Drive my car | Crítica

Murakami al volante

Hidetoshi Nishijima y Tôko Miura en una imagen del filme de Hamaguchi.

Hidetoshi Nishijima y Tôko Miura en una imagen del filme de Hamaguchi.

Deben ser muy pocas las listas y candidaturas a premio de este año donde no aparece Drive my car de Ryüsuke Hamaguchi, indudable filme internacional de consenso desde su paso por Cannes y segundo largo del cineasta japonés de moda estrenado en España en apenas seis meses. Y es curioso, porque el otro, La ruleta de la fortuna y la fantasía, premiado en Berlín, nos parece más rico, misterioso e interesante en su triple variación sobre los encuentros, el azar, el amor o la suplantación.

Sorprende pues el mecanismo que ha hecho que Drive my car cuente con el beneplácito generalizado mientras que La ruleta… ha quedado en segundo plano. Aunque no tanto. Lo que se pone una vez más de manifiesto son esas inercias y lugares comunes que presiden hoy (pasó algo parecido el año pasado con Nomadland) los designios de una crítica y una cinefilia demasiado gregarias y necesitadas de filmes-emblema sancionados por la luz verde de ciertos semáforos oficiales.

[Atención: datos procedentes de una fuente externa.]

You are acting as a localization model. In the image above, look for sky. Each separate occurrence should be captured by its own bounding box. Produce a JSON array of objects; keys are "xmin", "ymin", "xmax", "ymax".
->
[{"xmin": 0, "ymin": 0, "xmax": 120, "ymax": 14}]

¿Quiere decir esto que Drive my car no es una buena película? En absoluto, pero tampoco, a mi juicio, la gran e indiscutible obra maestra que se pregona. Hamaguchi adapta aquí un relato (Unos hombres, sin mujeres) del popular (y blandito) Murakami para sondear la complejidad del comportamiento humano, el vacío del duelo, la culpabilidad, las segundas oportunidades o los reflejos entre vida y arte, un camino de encuentro (redentor) entre almas refugiadas en el trabajo como vía de escape del pasado o para protegerse del dolor por la pérdida.

Hamaguchi adopta el leit motiv del coche (un coche rojo con personalidad vintage), su aislamiento del mundo, el desplazamiento y la carretera como obvia metáfora de la inestabilidad emocional, el destino y el desarraigo de dos personajes centrales, el del actor y dramaturgo que ha perdido a su esposa (infiel) y el de la conductora taciturna que el teatro de Hiroshima (más metáforas) ha puesto a su disposición durante el montaje de una nueva producción multilingüe de Tío Vania, de Chejov, un texto, oh sorpresa, cuyas páginas, temas y diálogos resuenan como eco universal y perenne de la historia y sus personajes principales, dos almas destinadas al reconocimiento y el espejeo de soledades y circunstancias en un mundo marcado por las apariencias, la mentira, la disciplina del trabajo y el cumplimiento de un rol social delimitado.

Así, desvelando sus relatos internos y personajes satélite en suaves digresiones (el encuentro con la pareja del gerente y la actriz coreana sordomuda que acabará protagonizando la mejor escena del filme), acompasando los trayectos con el recitado y la música de jazz, insertando la tragedia y la expiación en su epicentro y guiada siempre por la palabra reveladora, Drive my car fluye innegablemente sin que apenas pese su extenso metraje, principal mérito de un filme que, por otro lado, tampoco ofrece a cambio ningún gesto especialmente brillante ni sutil en términos de puesta en escena como para haberse encumbrado a la cima de ese gran cine humanista de larga tradición nipona (hablar aquí de Ozu nos parece excesivo) que, como todo apunta, va a proporcionar indirectamente un Oscar a Murakami antes de que le llegue el tan anunciado Nobel de Literatura.